ヘアサロンでお客さんの髪を整えているあのひと、何してる?

2026.02.20 あのひと何してる?

医療用ウィッグ技術者がお客さんの髪を切っている画像

医療用ウィッグ技術者

髪の毛は、その人の個性であり、自信をもたらす原動力にもなる。でも、病気や治療によって髪を失うことがあるんだ。そんなとき、特別なウィッグ(かつら)を作る医療用ウィッグ技術者が頼りになるよ。写真は、医療用ウィッグを作るためにヘアスタイルを整えている様子。病院内ヘアサロンで働く技術者の仕事内容を紹介しよう。(写真提供/株式会社アデランス 撮影地はいずれも東京都品川区)

外見ケアだけではなく、お客さんに自信と笑顔を提供する


医療用ウィッグは、病気や治療による脱毛に悩む人などのために作られています。がんの治療に使われる抗がん剤や放射線治療の副作用、円形脱毛症による脱毛のほか、頭部の傷ややけどの跡を隠すためなど、さまざまな目的があります。


医療用ウィッグには、あらかじめ完成している「既製品(きせいひん)」と、その人に合わせて作る「オーダーメイド」があります。オーダーメイドを作るときは、お客さんの頭のサイズを測り、希望のヘアスタイルを聞いて、頭に触れる下地や髪の材質を提案します。ウィッグを着用したときのヘアカットも行い、自然な見た目や着け心地の調整まで担当しています。

技術者が医療用ウィッグを整えている画像

出来上がったウィッグを、お客さんにフィットするようにカットしながら調整する

ファッション用のウィッグとの違いは、お客さんが安心して使うための基準があること。そのため、医療用ウィッグ作りでは、着け心地が重要なポイントです。治療中のデリケートな頭皮の負担にならないように、メーカーが工夫して作った素材など、空気が通りやすく、ムレにくい素材を選んでいます。

 
髪の材質には、人工毛髪(じんこうもうはつ)と人毛があり、人工毛髪は、化繊(化学繊維。ポリエステル、モダクリル、ナイロンなど)でできており、スタイリングが簡単で崩れにくく、お手入れがしやすいという特徴があります。一方、人毛は人間の本物の髪でできており、自然な見た目と感触が魅力です。両者をミックスして使うこともあります。

医療用ウィッグ技術者の仕事道具の画像

人工毛や人毛は、質感や硬さもさまざま。ハサミは一般的な理美容ハサミと比べて少し硬く、すぐに刃こぼれしないつくりになっている

ウィッグを毎日使うと1週間~10日ごとにシャンプーが必要になるため、お手入れのしやすさも大切なポイントです。毛材(もうざい・髪の材質)の種類によって、お湯やドライヤーを使えない場合があるため、素材選びは慎重に検討します。

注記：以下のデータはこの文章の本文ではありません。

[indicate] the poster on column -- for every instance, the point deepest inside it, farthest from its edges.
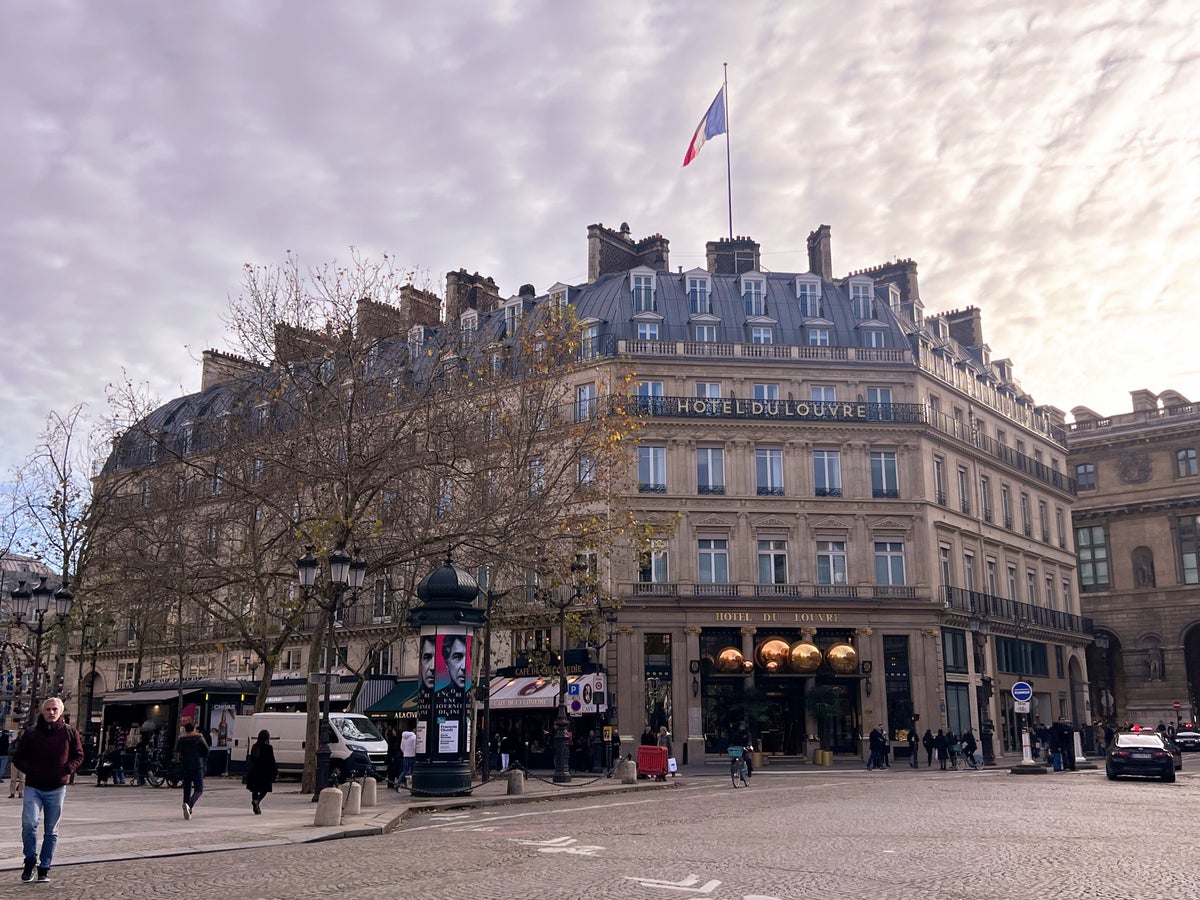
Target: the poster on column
(444, 695)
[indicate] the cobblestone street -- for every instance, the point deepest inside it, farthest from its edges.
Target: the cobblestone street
(847, 833)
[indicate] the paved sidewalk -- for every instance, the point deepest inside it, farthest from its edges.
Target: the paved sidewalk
(126, 822)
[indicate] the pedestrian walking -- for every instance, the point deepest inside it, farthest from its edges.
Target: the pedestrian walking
(193, 753)
(4, 753)
(262, 771)
(48, 755)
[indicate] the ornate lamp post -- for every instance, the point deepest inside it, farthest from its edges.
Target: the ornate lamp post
(343, 573)
(29, 609)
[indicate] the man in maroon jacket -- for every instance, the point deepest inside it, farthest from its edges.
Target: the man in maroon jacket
(49, 754)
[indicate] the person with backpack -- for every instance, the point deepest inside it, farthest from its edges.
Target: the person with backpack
(48, 754)
(193, 751)
(262, 773)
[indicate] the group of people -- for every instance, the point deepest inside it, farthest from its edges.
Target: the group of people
(46, 756)
(949, 748)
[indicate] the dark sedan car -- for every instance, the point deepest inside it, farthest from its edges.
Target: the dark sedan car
(1188, 739)
(1140, 754)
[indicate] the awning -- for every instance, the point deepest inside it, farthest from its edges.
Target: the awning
(401, 699)
(144, 696)
(527, 691)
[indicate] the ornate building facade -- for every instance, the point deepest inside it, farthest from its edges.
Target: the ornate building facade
(1135, 523)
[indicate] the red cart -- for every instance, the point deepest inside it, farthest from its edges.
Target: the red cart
(652, 762)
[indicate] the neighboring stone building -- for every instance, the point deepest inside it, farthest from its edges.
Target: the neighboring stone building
(843, 493)
(1138, 540)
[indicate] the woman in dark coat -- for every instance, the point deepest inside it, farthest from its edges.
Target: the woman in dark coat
(262, 772)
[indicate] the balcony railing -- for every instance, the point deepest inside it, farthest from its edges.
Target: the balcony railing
(1014, 612)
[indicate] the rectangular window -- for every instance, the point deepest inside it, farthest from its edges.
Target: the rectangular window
(711, 469)
(647, 331)
(1092, 551)
(1186, 462)
(652, 469)
(643, 293)
(1085, 477)
(1189, 549)
(768, 466)
(807, 297)
(652, 567)
(954, 651)
(753, 297)
(888, 563)
(883, 474)
(773, 562)
(714, 561)
(585, 402)
(831, 562)
(827, 473)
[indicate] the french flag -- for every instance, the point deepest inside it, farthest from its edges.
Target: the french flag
(712, 125)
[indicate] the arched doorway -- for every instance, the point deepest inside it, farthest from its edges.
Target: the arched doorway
(1107, 684)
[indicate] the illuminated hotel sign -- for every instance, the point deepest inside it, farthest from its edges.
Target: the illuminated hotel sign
(780, 617)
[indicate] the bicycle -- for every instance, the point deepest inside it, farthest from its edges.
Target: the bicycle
(738, 766)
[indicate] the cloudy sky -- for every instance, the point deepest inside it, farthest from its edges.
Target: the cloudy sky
(1038, 160)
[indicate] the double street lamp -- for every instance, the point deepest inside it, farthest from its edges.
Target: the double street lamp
(29, 610)
(345, 571)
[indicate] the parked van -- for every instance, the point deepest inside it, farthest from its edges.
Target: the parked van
(351, 731)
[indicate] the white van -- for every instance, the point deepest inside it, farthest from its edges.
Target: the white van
(351, 731)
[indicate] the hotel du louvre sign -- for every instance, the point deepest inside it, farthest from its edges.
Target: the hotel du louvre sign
(779, 617)
(793, 409)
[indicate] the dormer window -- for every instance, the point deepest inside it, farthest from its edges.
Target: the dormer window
(641, 285)
(754, 294)
(862, 293)
(808, 295)
(700, 294)
(469, 325)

お客さんの多くは体の調子がすぐれず、日々の治療で心も疲れています。体調に配慮しながら、短い時間の中でヘアスタイルの要望などを聞き取るのは簡単ではありません。何気ない会話でリラックスしてもらい、話しやすい空気を作ることが大切です。

病院内のヘアサロンにある移動式理美容イスの画像

病院内のヘアサロンにある移動式理美容イス。病室のベッドからイスに乗ったままヘアサロンの鏡の前まで移動できるため、お客さんの体の負担を軽くできる

お客さんから一番多い要望は、脱毛する前と同じヘアスタイルにすること。例えば、多くのがん患者さんは、病気のことを周囲に知られたくありません。できるだけ外見の変化を抑えられるように調整して、気持ちの負担を軽くするのも重要な役割です。


脱毛がひどくなるにつれ、鏡が見られなくなる、笑顔が消えてしまうといったお客さんも少なくありません。そんな人たちがウィッグを着けると、うれしくて涙を流したり、外出を楽しむようになったりすることも。笑顔を取り戻した姿に、技術者は胸が熱くなるといいます。ただ見た目を整えるだけでなく、お客さんが自分らしく社会と関われるようにサポートすることを目指しています。

どうしたら医療用ウィッグ技術者になれるの?


美容の専門学校で、ヘアカットなどの知識や技術を学びます。美容師・理容師の国家資格を取得すると仕事に有利です。その後、医療用ウィッグを取り扱うウィッグ専門企業やヘアサロンなどに就職します。